I would like to scrap a large online marketplace website that has ajax pages on it.I would like to set it up on a Centos VPS that would intermittently get data on the site to enable me to strategies my product offering.
I am new to python and scrapy and in this case scraping. I've read through some site for me to go about and scrap the pages with AJAx component.
Method 1. For scrapy to interact with selenium. I am installing the whole setup on my vps I do not know if this will work. Does selenium needs GUI browser to run? However this would be a great setup and it would allow for quick changes just in case that there's future change on the web portal arise.
Method 2. For scrapy to simulate an XHR request. There's some studying to do on the on the XHR call.

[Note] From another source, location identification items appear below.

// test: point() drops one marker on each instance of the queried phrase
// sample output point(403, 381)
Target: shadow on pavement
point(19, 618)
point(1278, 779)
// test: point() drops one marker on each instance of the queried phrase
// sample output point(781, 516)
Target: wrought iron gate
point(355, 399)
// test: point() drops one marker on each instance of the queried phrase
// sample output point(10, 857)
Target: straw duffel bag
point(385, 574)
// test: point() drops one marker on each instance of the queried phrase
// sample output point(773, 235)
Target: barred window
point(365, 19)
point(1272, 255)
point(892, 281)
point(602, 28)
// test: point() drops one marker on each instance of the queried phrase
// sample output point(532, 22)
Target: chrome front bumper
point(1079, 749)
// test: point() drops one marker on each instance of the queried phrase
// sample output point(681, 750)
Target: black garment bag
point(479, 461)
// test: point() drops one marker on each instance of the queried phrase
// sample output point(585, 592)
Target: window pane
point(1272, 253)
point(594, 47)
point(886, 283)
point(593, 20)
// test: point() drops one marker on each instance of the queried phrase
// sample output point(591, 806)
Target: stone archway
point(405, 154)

However it will be faster to process but it takes more time to tweak if there's future changes to the site.
Any help is appreaciated.
Replicating XHR, AJAX or any other type of requests will always be multiple times faster and significantly less resource intensive than employing something like
Selenium
.However, to get the most performance out of this you need to replicate, reverse-engineer all the requests by hand. Some website can have several requests just to populate the product data you seek on the page.

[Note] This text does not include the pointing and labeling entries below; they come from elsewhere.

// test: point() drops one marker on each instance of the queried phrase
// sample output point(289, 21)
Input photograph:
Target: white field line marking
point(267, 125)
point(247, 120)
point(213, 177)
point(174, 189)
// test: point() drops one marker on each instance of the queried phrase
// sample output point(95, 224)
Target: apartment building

On this ocassions it does make sense to use something to render the javascript instead of reverse-engineering all XHR-or-similar requests the website makes.
There's a pretty great tool designed for that called splash, which is a service that renders a webpage like a web-browser would (it uses qt web-browser to do that). This would be the lazy approach which would outperform selenium by a huge margin as well, but nevertheless still be behind the hands-on approach of rewriting the requests in scrapy.